Letters, Digits.
> That one's easy. You send him a message and include some of the shared information.
Not so easy if their settings prevent this - you can choose to receive messages only from friends. You can attach a message to a friend request, which can be locked down as far as friends of friends, IIRC, but then being able to send such a message assumes you do have mutual friends on Facebook - which might not necessarily be the case, if the other person has only recently joined. Or it could be the case if the person is a nasty mean grumpy bastard like me who at one point got so pissed off with his friends and family proliferating panic-status updates and so on that he deleted everyone then started again.
> You agreed with the comment about protecting private information by not giving it to Facebook.
> Not so.
Yes, yes I did - and I stand by that.
> Trivial counterexample: One of actual friends (not to be confused with the debased sense of > "Facebook Friend") posts a group picture and captions your name.
You can caption any picture, anywhere, with anyone's name, so I fail to see the relevance.

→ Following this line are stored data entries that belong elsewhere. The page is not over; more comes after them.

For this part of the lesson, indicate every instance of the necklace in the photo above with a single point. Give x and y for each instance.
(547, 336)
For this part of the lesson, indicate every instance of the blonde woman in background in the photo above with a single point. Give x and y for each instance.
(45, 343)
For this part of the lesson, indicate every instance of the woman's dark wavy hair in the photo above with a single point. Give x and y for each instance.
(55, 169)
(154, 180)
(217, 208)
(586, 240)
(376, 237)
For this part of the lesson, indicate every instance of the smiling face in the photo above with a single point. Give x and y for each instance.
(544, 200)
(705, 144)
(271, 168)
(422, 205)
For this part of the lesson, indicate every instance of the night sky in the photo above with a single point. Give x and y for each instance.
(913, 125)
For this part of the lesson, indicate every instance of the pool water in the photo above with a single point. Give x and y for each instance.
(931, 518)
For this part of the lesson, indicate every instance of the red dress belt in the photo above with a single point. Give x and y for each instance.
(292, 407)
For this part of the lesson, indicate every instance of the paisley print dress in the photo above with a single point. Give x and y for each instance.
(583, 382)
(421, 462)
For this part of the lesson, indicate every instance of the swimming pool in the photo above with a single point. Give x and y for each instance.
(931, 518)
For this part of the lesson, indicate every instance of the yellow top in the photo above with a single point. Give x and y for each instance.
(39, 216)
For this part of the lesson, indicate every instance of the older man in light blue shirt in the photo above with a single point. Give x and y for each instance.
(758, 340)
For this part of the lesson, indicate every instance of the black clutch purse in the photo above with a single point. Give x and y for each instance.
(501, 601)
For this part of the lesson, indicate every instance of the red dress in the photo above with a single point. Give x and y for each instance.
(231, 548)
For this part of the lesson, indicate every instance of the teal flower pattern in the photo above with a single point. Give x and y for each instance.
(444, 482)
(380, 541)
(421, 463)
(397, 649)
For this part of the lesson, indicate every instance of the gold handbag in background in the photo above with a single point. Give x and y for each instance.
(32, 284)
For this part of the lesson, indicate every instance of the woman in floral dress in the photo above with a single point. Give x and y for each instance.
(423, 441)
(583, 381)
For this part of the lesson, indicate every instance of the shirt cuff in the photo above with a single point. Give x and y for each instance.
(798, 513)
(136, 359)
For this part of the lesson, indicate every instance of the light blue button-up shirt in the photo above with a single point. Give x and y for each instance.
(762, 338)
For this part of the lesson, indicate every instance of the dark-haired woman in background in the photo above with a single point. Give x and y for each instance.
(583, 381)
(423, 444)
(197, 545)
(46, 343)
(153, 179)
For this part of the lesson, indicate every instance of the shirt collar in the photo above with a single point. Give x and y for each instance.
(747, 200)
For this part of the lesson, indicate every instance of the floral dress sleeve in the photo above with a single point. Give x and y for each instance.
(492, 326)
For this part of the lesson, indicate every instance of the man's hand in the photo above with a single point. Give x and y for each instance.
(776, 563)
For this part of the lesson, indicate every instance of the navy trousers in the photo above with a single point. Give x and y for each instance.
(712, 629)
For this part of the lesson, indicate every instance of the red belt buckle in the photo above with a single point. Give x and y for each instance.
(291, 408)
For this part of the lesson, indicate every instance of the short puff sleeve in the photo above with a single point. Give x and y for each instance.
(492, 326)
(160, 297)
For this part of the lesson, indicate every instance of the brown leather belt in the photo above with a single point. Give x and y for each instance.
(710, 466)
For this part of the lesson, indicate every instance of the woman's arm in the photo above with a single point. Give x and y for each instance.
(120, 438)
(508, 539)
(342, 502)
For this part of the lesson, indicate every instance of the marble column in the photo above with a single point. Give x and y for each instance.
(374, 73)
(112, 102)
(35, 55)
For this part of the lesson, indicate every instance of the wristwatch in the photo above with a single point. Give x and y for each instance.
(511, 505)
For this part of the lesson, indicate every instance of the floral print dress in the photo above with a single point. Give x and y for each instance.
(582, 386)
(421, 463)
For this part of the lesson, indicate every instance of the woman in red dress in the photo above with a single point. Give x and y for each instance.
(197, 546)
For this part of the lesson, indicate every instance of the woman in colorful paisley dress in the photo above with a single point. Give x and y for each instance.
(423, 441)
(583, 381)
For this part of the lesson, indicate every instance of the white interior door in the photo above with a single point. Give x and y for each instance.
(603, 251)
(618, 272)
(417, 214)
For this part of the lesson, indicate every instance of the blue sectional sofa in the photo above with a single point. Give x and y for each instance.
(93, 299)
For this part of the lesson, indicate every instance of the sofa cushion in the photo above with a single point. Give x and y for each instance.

If you mean tagging, which is slightly different, then if someone tags your name such that it is linked to you, you can detag it - and they won't be able to tag it that way again. They can tag it without linking it - but that's really no different to a caption.
> Ugly (but not nearly the ugliest possible) counterexample: Scammer steals some of your
> personal information and creates a fake Facebook page in your name to scam your friends.
Interesting concept, but unless someone joins Facebook and connects with their friends and family on the site without ever mentioning it to those they are in contact with currently, in the real world (which somehow seems natural to me, but maybe I'm just a little bit crazy) then I think it's a non-starter.
Only once someone has established contact with a good number of their current real world friends and family should they be thinking about contacting people they once knew, a long time ago, IMO - but then that brings us back to your first argument; about contacting people and asking if they're the Joe Bloggs I knew from x years ago: If that's a scammer, pretending to be Joe Bloggs, then he might say yes anyway intending to scam me. Having an open friends/mutual friends list is therefore more secure by your own example, isn't it?
> Someone needs to create an alternative system that starts from a Golden Rule of Privacy Principle.
Good idea. Let me know when you've got it up and running, and I'll think about joining it.